The beauty industry – whether targeting females or males, has a distinct advantage when it comes to marketing. That’s because, unlike say a law firm or a medical supplies manufacturer, it offers consumers the “feel good factor”, often at little cost.
During the UK recession, sales of chocolate actually rose, even whilst grocery sales fell. Why? Simply because when we’re down, we seek easy, fast solutions to make ourselves feel good again. Presuming we didn’t drown our sorrows in a vat of Sauvignon Blanc or Stella (which would have been too expensive anyway), we as a nation turned to the ultimate comfort food.
The beauty industry works in much the same way. We may wake up in the morning with a face full of spots, greasy hair and/or facial lines deeper than the San Andreas fault, but we are consoled by the fact that a mere hour later, we will emerge looking a million dollars again (or at least human). Such is the power of the beauty product.
Pick up any tabloid newspaper on any given weekday. Chances are, it’ll include features on which celeb has had what done, which celeb needs it done and how you can look just as fabulous. From wrinkle-free skin to carefully crafted eyebrows, contoured cheekbones to plump lips, we’re always looking for ways to slow down the ageing process and continue to turn heads (in a good way).
So marketing your beauty products or services should be easy, right? Not necessarily. This multi billion pound industry is in some areas, saturated. In my small home town alone, population around 6000, I’m aware of at least half a dozen make-up artists and salons offering treatments.
It takes effort therefore, to stand out and it’s important to create a brand that will relay a simple message. Before you undertake any marketing activity, be very clear about what your USP and brand message is. Only then can you communicate it effectively to your target audience.
Social media lends itself perfectly to the business of beauty, which relies so much on visual impact. Take a look at some of the biggest and best brands and professionals out there on Twitter, Facebook and Pinterest. If they have a considerable social media following, note the type of posts which attract the most engagement. Are they before and after shots? Tips to try at home or perhaps offers? How often do they post and is there a trend in engagement, depending on the time of day or day of the week?
Also, don’t forget the impact that YouTube and Periscope can have. Ideal for “real time” makeup demonstrations and customer interviews, these free tools can help to show current and potential customers that you really do know your stuff. Why not schedule the release of a short clip on Friday evening, explaining how to do contouring or flicked eyeliner, so that women can go out the next day and buy the products, ready for their Saturday night out with the girls? Humour is also a powerful tool so be sure to inject your own personality into your posts, which will encourage readers or viewers to engage and share, turning a simple social media post into a viral campaign. What about some of these eye-catching titles for example?
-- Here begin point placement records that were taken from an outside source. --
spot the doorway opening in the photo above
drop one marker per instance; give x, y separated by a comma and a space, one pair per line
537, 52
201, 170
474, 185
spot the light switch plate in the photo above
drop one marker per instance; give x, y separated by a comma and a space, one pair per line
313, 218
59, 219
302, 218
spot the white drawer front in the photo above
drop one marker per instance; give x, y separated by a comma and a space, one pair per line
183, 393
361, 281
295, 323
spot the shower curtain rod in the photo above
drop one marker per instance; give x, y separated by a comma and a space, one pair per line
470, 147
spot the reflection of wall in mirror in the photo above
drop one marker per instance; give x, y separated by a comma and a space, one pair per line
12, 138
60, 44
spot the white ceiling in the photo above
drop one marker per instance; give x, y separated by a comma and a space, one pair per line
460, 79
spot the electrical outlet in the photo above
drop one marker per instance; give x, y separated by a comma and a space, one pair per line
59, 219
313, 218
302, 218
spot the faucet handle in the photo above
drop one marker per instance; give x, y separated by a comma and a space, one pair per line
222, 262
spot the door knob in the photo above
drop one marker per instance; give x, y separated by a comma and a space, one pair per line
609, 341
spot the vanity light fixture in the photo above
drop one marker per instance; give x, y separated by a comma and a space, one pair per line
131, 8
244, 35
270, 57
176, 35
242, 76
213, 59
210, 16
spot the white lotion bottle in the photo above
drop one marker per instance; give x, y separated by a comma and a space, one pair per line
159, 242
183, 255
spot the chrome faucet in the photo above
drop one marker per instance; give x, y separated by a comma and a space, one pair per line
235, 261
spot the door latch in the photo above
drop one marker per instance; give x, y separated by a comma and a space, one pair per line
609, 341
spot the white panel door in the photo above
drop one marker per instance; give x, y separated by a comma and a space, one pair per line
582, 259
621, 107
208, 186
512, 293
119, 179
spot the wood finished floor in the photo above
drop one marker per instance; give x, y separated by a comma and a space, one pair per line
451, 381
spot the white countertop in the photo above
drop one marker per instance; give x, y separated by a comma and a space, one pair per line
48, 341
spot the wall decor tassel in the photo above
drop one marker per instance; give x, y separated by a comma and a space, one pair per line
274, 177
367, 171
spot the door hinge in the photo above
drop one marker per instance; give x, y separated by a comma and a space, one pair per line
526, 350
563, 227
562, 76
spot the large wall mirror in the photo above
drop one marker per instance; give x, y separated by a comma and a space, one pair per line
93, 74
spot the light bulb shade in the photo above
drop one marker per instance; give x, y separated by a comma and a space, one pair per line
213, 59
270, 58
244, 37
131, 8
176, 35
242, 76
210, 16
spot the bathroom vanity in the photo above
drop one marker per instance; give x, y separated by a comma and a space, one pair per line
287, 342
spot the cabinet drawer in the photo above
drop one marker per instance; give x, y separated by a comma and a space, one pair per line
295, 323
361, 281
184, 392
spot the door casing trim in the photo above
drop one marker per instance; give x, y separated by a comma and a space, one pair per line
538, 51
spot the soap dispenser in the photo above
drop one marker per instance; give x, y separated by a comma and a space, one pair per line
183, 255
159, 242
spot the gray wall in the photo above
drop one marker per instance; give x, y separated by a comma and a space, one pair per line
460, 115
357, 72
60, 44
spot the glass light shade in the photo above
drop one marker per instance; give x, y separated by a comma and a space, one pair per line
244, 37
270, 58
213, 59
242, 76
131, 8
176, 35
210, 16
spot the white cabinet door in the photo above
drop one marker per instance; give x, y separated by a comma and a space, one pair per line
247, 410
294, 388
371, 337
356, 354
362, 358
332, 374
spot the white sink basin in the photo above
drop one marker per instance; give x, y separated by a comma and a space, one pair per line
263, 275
“Make-up for the over 50s: more Helen Mirren & less Amy Winehouse, please!”
“Contouring: cheekbones so sharp they could cut like a knife”
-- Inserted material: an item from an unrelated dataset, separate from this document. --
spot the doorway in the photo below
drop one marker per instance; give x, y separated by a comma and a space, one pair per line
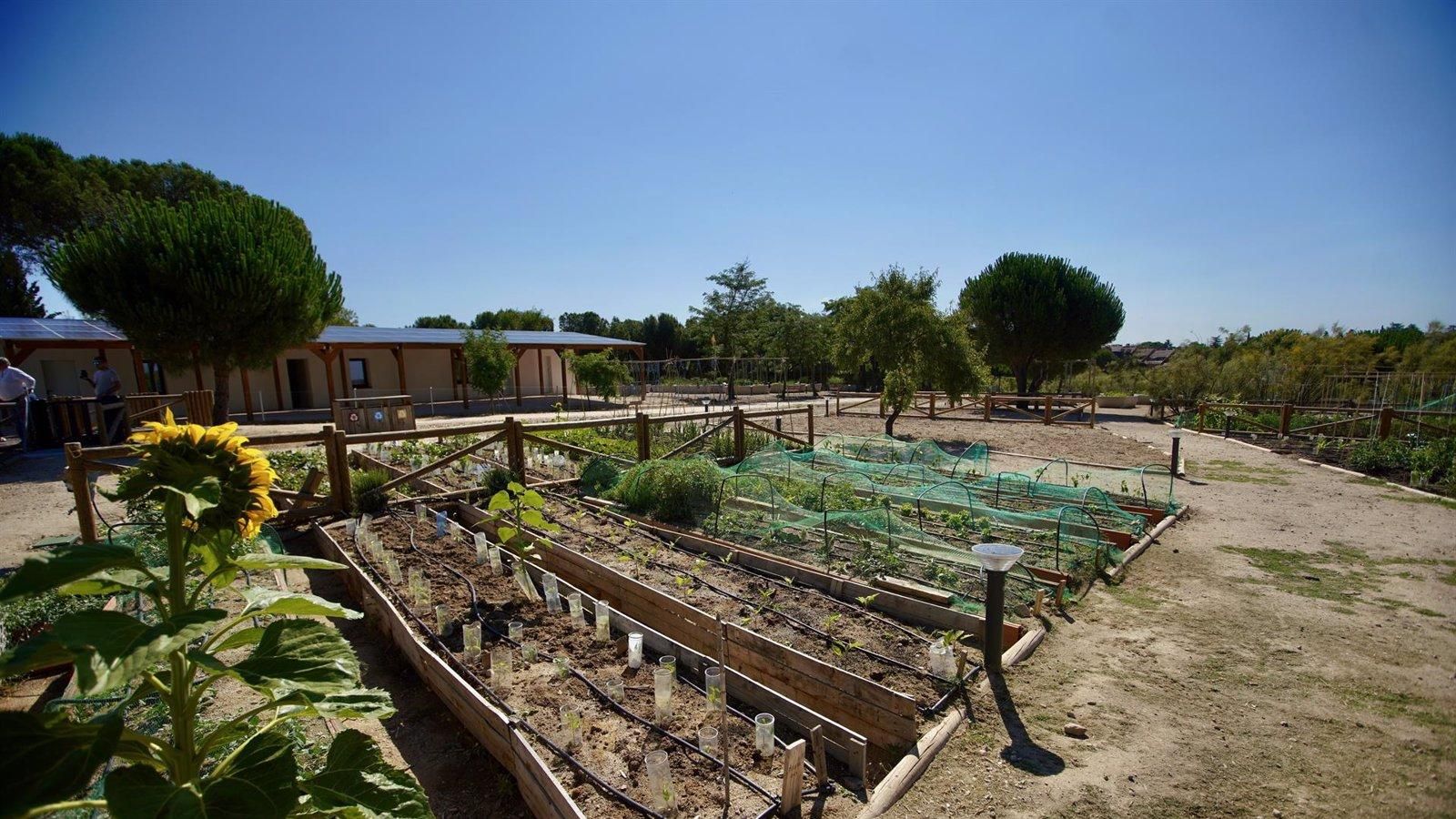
298, 390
“Struggling with the eyeliner flick? How to ditch the “Cleopatra” look”
“Fake tan: summer glow, not coffee table brown”
“Get plump, kissable lips without the need for needles”
So have fun with your posts and you’ll find that others want to join in. There are only two points to remember:
Firstly, you’re not there to sell. Social media is all about building relationships and developing trust. “Look at me” posts stand out a mile and are about as popular as Katie Hopkins.
Secondly, post consistently, not sporadically. Whilst Kate Bush can get away with touring once every 40 years, your social media following will undoubtedly suffer if there’s no new content for weeks at a time.